A paralisação de diversas atividades em virtude da pandemia do novo coronavírus gerou uma série de debates sobre a possibilidade de se enquadrar a extinção dos contratos de trabalho com base no fato do príncipe previsto no art. 486 da CLT, cujo caput indica:
“Art. 486 – No caso de paralisação temporária ou definitiva do trabalho, motivada por ato de autoridade municipal, estadual ou federal, ou pela promulgação de lei ou resolução que impossibilite a continuação da atividade, prevalecerá o pagamento da indenização, que ficará a cargo do governo responsável.”
Uma primeira corrente não admite a possibilidade de invocação de fato do príncipe, sustentando que a defesa apenas pode ser invocada no caso de ato administrativo discricionário (uma desapropriação, por exemplo) ou de lei derivada de opção pura do legislador (ex: reconhecimento como zona de preservação ambiental, por lei de efeito concreto, de área em que ocorre exploração de minérios).
Como as medidas adotadas por força da pandemia não foram impostas em virtude da gravidade da situação, essa corrente não aceita o fato do príncipe.
Além disso, essa corrente defende que o fato do príncipe pressupõe cessação completa da atividade, isto é, fechamento definitivo do estabelecimento, e não mera suspensão ou redução das atividades.

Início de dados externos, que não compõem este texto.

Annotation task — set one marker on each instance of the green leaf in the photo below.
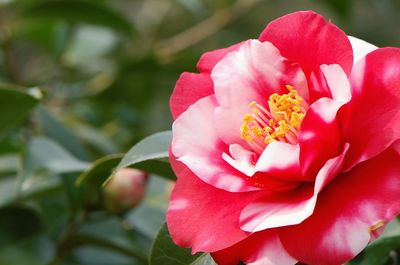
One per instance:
(45, 154)
(15, 106)
(17, 223)
(379, 252)
(99, 171)
(37, 250)
(54, 129)
(80, 11)
(165, 252)
(151, 155)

Uma segunda corrente (minoritária) defende a plena aplicabilidade da teoria, reconhecendo que se trata de situação que permite transferir ao ente público que determinou a paralisação das atividades o encargo pela multa de 40% do FGTS.
Uma terceira corrente admite que, quando se trata de efetiva cessação definitiva do estabelecimento, o caso importaria extinção do contrato de trabalho por força maior, considerando que derivou de fato imprevisível para o qual não concorreu o empregador (art. 501 do CPC). Formulam sua tese com base no art. 1º, parágrafo único, da MP 927/2020. No entanto, caso não haja o fechamento permanente do estabelecimento, poder-se-ia invocar o fato do príncipe, visto que a lei não exige expressamente a discricionariedade como elemento do tipo.
Contudo, com a Lei 14.020/2020, ficou inviabilizada a alegação de fato do príncipe por força do art. 29:
“Art. 29. Não se aplica o disposto no art. 486 da CLT, aprovada pelo Decreto-Lei nº 5.452, de 1º de maio de 1943, na hipótese de paralisação ou suspensão de atividades empresariais determinada por ato de autoridade municipal, estadual ou federal para o enfrentamento do estado de calamidade pública reconhecido pelo Decreto Legislativo nº 6, de 20 de março de 2020, e da emergência de saúde pública de importância internacional decorrente do coronavírus, de que trata a Lei nº 13.979, de 6 de fevereiro de 2020.”
Logo, agora, para se admitir a tese do fato do príncipe, seria necessário, para a segunda e a terceira correntes, reconhecer a inconstitucionalidade do preceito, atraindo grande ônus argumentativo.